In November 2005, a vibrant, independent, driven twenty-year-old woman began to experience flu-like symptoms. The inability to keep anything in her body was overwhelming, but she had experienced the flu before, so she thought it would subside over time. After two weeks, the agonizing pain of being void of food swept through her body. Sixteen days after the first onset of symptoms, she lost hearing out of her left ear. Two days later, she lost sight out of her left eye. The same day, she began having difficulty forming coherent sentences and thinking clearly. One day after her vision had failed, she was unable to feel anything from the waist down resulting in dragging her limp, near lifeless body across the floor of her third story apartment. She tried desperately to relieve the symptoms by pulling herself into a hot bath, but the inability to distinguish hot from cold made her terrifying fear worse. Her last memory of her ordeal was looking down at her legs to see blisters from the heat of the bath water she could not feel.

December 16, 2005, she was taken to the hospital via ambulance. Upon arrival to the hospital, an overdose, stroke, and seizure were questioned. With numerous MRIs, CT scans, and five lumbar punctures, the man who she would soon come to know as "Papa Bear," her neurologist, Dr.
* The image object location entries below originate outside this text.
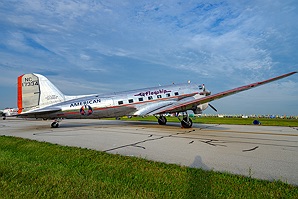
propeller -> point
(213, 107)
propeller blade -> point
(212, 107)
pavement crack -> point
(213, 143)
(136, 144)
(252, 149)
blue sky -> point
(103, 46)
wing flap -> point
(183, 106)
(41, 111)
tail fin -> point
(36, 91)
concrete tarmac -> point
(263, 152)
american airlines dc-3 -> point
(39, 98)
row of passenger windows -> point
(141, 99)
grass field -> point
(226, 120)
(31, 169)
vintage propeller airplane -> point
(39, 98)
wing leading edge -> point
(183, 106)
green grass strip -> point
(31, 169)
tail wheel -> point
(186, 123)
(162, 120)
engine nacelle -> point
(200, 108)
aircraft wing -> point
(192, 103)
(40, 111)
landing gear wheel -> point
(55, 125)
(162, 120)
(186, 123)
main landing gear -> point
(186, 122)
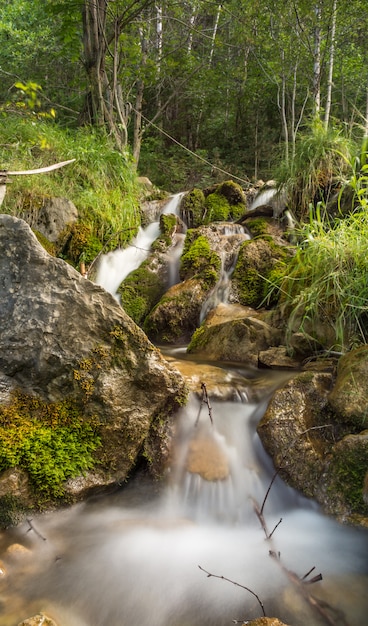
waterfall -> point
(134, 557)
(220, 293)
(115, 266)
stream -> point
(191, 551)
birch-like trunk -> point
(210, 57)
(331, 66)
(317, 62)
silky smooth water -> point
(134, 557)
(139, 556)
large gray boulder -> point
(69, 352)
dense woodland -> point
(232, 82)
(190, 94)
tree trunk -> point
(331, 65)
(317, 62)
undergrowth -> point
(52, 442)
(101, 182)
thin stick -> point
(209, 575)
(31, 527)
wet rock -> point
(65, 340)
(314, 451)
(51, 216)
(348, 398)
(176, 316)
(38, 620)
(277, 357)
(206, 458)
(265, 621)
(240, 339)
(284, 430)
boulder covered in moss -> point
(260, 262)
(349, 395)
(235, 334)
(313, 450)
(176, 316)
(83, 393)
(222, 202)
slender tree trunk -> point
(138, 129)
(212, 49)
(331, 65)
(317, 62)
(283, 109)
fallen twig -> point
(31, 527)
(205, 400)
(209, 575)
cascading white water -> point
(115, 266)
(133, 558)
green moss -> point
(198, 340)
(193, 207)
(260, 263)
(198, 260)
(232, 192)
(348, 469)
(140, 292)
(217, 208)
(50, 441)
(45, 243)
(258, 226)
(77, 243)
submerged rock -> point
(313, 450)
(234, 333)
(77, 371)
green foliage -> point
(326, 280)
(52, 442)
(260, 262)
(101, 182)
(193, 207)
(217, 208)
(315, 172)
(140, 292)
(348, 470)
(199, 260)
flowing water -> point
(142, 555)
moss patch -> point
(347, 471)
(260, 264)
(50, 441)
(198, 260)
(140, 292)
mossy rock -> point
(77, 243)
(168, 224)
(198, 260)
(217, 208)
(140, 292)
(176, 316)
(45, 243)
(193, 207)
(261, 263)
(347, 471)
(349, 396)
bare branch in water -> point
(31, 527)
(205, 400)
(305, 432)
(209, 575)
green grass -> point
(326, 281)
(101, 182)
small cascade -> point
(115, 266)
(220, 293)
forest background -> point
(190, 94)
(232, 83)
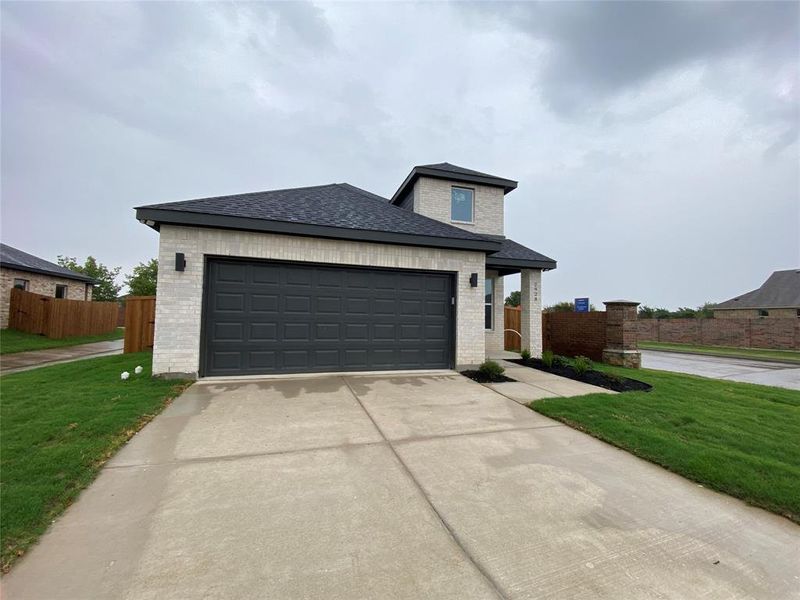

Wulff, realized the unthinkable. The evening of December 16, 2005, she was alert, but the symptoms still wreaked havoc on her body. She fell asleep that evening questioning why this was happening to her and wishing for an answer of some kind. The morning of December 17, 2005, Dr. Wulff walked into her hospital room. With her parents, brother, and best friend in the room, he looked at her and said, "From this day forward, your life is going to change. You may not understand it now, but one day you will know the true reason behind the struggles and adversities you face. Desireé, you have Multiple Sclerosis.